My name is Jada Burke. I am 20 years old and from Nepean, Ontario in Canada. I have been playing hockey since I was 3 years old. I grew up in a big hockey family with two older brothers; both of them playing and coaching hockey all over Canada. Along with that, I have 2 amazing parents who have spent 25+ years in the rinks watching all three of us play the sport we love. I finished my minor hockey career playing in the PWHL for the Nepean Jr. Wildcats and now I currently play Division I at Lindenwood University where I am a junior and studying athletic training. Growing up in a predominately white neighborhood and playing a predominately white sport, there were not a lot of people who looked like me for me to look up to. Most of the time, being the only minority on my team, it was easy to feel like I didn’t belong. So I wanted to become an HPOC Movement Brand Ambassador to be a role model for younger, female, black hockey players. I am very passionate about change and making an impact, so this role seemed perfect.

I am really looking forward to making new connections and meeting the other members of this movement. Especially in the world today, having a community of passionate people of colour all moving towards the same goal is something I am excited to be a part of. It is easy to say you support a cause, but becoming an ambassador feels like I am putting my words to action and I love that. 

Not really a secret but I love to dance and sing; ALL of my teammates can attest to that during game day warm ups. I really enjoy listening and writing poetry. A hidden talent would be that I can make a really loud “clicking” sound with my tongue and I am double jointed in my left ring finger.

I think I have to go with Sarah Nurse. She is an amazing player and I would love to hear more about her journey though life and how she got to where she is. I feel like we have some parallels; I would also love to talk about what it was like growing up with such an athletic family and with 2 brothers as well! 
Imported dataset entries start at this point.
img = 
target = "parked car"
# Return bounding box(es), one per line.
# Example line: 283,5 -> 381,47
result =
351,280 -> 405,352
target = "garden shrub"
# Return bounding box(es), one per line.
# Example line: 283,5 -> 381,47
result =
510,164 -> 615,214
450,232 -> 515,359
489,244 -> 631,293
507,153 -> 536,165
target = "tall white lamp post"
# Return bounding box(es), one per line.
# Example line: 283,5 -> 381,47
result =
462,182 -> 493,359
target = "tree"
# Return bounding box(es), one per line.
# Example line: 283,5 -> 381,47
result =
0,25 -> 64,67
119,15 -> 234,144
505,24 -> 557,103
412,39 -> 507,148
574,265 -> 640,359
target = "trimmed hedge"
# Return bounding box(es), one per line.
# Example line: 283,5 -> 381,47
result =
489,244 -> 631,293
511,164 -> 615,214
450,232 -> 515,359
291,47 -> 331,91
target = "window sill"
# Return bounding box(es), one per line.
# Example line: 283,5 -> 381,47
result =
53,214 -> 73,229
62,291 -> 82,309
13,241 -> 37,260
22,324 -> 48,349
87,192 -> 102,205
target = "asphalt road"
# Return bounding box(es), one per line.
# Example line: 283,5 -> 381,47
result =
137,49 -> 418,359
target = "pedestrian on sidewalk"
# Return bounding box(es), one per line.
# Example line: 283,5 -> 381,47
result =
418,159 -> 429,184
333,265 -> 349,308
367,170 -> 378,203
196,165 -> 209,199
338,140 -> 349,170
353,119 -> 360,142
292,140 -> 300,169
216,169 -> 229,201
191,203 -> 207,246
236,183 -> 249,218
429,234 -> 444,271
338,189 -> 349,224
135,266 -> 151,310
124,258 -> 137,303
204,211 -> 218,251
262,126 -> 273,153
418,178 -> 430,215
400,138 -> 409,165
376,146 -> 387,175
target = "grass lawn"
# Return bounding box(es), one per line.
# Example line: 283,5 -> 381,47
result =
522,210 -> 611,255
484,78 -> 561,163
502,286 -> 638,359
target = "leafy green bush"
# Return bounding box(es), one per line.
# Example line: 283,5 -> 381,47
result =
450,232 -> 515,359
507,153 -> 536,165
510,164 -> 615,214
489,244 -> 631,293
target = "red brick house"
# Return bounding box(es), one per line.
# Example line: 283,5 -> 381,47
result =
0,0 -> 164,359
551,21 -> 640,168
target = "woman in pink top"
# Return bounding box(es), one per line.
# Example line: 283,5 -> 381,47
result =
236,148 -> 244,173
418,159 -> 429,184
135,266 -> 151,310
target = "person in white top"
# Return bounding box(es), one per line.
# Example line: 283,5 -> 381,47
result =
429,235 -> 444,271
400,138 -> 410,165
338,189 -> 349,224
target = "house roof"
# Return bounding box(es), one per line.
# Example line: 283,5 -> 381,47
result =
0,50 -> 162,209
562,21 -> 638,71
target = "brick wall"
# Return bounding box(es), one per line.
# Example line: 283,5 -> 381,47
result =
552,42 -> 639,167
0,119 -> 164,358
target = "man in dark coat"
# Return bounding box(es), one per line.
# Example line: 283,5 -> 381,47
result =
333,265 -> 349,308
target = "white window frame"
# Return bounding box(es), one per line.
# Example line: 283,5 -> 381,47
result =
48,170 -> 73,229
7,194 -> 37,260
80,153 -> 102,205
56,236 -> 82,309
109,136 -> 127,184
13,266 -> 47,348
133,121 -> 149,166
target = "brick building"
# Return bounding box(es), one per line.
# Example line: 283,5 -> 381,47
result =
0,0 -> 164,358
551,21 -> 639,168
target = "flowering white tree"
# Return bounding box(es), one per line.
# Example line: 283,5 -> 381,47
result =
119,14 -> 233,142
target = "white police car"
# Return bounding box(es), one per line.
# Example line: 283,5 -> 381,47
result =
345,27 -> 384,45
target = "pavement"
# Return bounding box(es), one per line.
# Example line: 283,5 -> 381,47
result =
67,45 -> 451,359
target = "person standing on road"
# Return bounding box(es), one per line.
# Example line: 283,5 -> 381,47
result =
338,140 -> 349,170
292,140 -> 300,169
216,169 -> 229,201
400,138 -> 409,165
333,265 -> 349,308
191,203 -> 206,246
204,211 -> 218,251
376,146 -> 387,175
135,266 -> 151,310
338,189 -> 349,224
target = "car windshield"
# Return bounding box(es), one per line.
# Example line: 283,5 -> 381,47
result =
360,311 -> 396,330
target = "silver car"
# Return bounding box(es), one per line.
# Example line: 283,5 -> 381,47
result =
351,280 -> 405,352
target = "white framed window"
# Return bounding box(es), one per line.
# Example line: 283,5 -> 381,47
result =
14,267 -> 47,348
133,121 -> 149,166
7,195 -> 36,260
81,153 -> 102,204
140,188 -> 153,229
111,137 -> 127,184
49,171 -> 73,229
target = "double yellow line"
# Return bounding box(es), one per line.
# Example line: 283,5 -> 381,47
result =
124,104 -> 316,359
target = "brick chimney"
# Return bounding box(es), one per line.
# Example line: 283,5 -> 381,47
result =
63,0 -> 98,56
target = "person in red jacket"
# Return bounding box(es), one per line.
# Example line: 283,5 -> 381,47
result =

The best advice I have been given is “don’t get too high on your highs or too low on your lows.” This has stuck with me for many aspects in life and hockey. It is so important to recognize your successes, but also not to let them get to your head. I try to be proud of my accomplishments, while also knowing that that is not the end goal. I still need to continue to work twice as hard to stay where I am and continue to progress. I am also my own worst critic so I know I can be hard on myself sometimes. But I can’t get “too low on my lows” either or else I will never bounce back. After a bad shift on the ice or a bad mark on a test, I have to rise and be better the next time around.  My dream for women’s hockey is for it to continue to gain respect within the hockey world. Also to grow in diversity of every race starting at a young age. I’d love if eventually the phrase “I am the only black girl on the team” is no longer be used. This goes for every minority in the world of hockey; I want the community to grow and for everyone to feel like they belong.